[英]Pyspark - get attribute names from json file
I am new to pyspark .我是 pyspark 的新手。 My requirement is to get/extract the attribute names from a nested json file .
我的要求是从嵌套的 json 文件中获取/提取属性名称。 I tried using json_normalize imported from pandas package.
我尝试使用从 Pandas 包导入的 json_normalize。 It works for direct attributes but never fetches the attributes within json array attributes.
它适用于直接属性,但从不获取 json 数组属性中的属性。 My json doesn't have a static structure.
我的 json 没有静态结构。 It varies for each document that we receive.
它因我们收到的每份文件而异。 Could someone please help me with explanation for the small example provided below,
有人可以帮我解释下面提供的小例子吗,
{
"id":"1",
"name":"a",
"salaries":[
{
"salary":"1000"
},
{
"salary":"5000"
}
],
"states":{
"state":"Karnataka",
"cities":[
{
"city":"Bangalore"
},
{
"city":"Mysore"
}
],
"state":"Tamil Nadu",
"cities":[
{
"city":"Chennai"
},
{
"city":"Coimbatore"
}
]
}
}
Especially for the json array elements..特别是对于json数组元素..
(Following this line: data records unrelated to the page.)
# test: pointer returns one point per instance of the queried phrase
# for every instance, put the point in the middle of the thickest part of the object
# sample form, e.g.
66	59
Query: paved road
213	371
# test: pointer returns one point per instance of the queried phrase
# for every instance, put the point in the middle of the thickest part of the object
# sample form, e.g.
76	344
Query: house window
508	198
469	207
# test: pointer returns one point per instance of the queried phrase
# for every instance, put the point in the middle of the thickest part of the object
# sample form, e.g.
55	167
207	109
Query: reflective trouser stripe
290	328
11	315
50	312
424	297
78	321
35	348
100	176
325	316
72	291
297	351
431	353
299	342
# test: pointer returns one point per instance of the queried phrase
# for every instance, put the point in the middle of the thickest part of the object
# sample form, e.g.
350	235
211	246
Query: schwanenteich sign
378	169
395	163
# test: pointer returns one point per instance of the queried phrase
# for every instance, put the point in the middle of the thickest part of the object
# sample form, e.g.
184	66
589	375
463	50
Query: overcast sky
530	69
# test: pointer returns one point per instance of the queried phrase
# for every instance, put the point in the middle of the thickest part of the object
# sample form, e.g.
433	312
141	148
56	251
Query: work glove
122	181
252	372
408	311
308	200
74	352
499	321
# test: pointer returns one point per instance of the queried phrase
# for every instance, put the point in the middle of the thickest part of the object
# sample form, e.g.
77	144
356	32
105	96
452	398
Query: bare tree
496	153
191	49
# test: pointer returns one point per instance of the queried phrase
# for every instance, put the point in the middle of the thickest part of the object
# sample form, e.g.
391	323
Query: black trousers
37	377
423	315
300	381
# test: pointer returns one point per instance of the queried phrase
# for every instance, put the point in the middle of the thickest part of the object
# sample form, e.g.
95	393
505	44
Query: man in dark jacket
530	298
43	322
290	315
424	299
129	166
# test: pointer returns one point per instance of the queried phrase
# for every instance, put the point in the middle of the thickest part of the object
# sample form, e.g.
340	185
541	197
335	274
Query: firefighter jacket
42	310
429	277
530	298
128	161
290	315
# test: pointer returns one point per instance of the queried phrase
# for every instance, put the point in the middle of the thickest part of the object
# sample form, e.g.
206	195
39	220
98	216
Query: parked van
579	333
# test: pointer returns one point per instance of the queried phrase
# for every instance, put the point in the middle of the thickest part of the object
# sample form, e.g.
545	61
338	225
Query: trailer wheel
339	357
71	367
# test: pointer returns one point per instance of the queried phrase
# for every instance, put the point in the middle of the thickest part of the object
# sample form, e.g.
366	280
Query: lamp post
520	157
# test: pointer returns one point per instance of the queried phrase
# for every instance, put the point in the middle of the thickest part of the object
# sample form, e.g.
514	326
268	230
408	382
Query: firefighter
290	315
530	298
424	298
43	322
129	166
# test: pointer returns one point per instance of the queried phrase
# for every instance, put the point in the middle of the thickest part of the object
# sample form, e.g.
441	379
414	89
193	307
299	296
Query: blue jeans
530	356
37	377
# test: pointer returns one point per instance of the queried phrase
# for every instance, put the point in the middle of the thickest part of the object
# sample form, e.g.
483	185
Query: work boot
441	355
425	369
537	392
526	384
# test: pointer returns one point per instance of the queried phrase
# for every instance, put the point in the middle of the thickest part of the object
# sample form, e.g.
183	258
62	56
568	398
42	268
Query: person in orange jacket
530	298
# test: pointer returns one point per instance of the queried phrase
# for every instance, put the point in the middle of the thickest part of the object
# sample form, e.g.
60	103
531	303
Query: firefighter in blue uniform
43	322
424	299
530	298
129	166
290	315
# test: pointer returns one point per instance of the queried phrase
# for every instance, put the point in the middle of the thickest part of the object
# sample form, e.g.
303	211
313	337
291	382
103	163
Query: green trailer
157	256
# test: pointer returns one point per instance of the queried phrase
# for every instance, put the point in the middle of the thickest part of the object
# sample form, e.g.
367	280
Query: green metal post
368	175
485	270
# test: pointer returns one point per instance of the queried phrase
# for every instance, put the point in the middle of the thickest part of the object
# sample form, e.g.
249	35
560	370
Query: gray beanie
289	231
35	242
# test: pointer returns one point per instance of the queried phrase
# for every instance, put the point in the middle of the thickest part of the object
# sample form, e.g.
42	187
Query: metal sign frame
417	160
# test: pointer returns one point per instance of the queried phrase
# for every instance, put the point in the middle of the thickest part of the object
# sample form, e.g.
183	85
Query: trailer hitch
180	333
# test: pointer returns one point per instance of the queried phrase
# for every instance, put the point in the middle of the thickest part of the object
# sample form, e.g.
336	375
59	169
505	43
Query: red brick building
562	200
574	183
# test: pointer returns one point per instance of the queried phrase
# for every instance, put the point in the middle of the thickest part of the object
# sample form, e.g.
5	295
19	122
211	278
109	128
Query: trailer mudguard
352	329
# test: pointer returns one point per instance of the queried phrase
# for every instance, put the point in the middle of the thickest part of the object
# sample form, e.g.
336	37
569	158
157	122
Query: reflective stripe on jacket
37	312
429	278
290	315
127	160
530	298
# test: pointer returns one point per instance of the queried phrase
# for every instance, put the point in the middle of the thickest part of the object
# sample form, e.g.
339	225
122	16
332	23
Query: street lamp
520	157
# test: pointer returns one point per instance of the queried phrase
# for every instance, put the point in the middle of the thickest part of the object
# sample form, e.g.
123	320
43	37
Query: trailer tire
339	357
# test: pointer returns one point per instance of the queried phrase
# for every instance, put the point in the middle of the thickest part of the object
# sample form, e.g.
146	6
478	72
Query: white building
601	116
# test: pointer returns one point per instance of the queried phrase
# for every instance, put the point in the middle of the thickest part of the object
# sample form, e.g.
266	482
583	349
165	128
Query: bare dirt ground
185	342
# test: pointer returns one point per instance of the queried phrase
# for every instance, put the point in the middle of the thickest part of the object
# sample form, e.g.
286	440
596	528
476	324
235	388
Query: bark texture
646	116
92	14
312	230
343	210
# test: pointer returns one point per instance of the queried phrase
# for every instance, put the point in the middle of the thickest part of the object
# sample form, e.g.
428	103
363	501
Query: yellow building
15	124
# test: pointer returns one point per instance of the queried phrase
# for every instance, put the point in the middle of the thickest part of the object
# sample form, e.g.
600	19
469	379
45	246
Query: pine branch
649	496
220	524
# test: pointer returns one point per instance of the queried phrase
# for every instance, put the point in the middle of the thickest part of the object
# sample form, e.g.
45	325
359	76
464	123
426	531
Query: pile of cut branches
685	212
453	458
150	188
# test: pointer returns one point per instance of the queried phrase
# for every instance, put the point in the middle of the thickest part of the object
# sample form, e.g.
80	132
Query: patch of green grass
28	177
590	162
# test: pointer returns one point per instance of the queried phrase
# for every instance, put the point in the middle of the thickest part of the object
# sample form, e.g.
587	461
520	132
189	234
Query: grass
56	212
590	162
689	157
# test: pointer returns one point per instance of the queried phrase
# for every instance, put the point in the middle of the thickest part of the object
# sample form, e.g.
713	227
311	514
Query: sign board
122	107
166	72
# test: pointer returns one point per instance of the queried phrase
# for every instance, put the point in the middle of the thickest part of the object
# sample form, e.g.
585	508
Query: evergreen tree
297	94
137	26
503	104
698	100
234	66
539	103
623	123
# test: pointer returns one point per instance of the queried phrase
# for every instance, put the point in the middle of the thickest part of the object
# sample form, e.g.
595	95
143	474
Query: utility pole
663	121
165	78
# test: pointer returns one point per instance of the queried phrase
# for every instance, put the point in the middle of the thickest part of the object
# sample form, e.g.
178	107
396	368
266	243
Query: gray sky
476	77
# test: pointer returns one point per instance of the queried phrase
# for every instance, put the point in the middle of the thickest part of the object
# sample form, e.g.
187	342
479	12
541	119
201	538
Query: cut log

Expected output : id name salaries.salary states.state states.cities.city``预期输出:id 名称salary.salary states.state states.cities.city``
Here is the another solution for extracting all nested attributes from json这是从 json 中提取所有嵌套属性的另一种解决方案
import json
result_set = set([])
def parse_json_array(json_obj, parent_path):
array_obj = list(json_obj)
for i in range(0, len(array_obj)):
json_ob = array_obj[i]
if type(json_obj) == type(json_obj):
parse_json(json_ob, parent_path)
return None
def parse_json(json_obj, parent_path):
for key in json_obj.keys():
key_value = json_obj.get(key)
# if isinstance(a, dict):
if type(key_value) == type(json_obj):
parse_json(key_value, str(key) if parent_path == "" else parent_path + "." + str(key))
elif type(key_value) == type(list(json_obj)):
parse_json_array(key_value, str(key) if parent_path == "" else parent_path + "." + str(key))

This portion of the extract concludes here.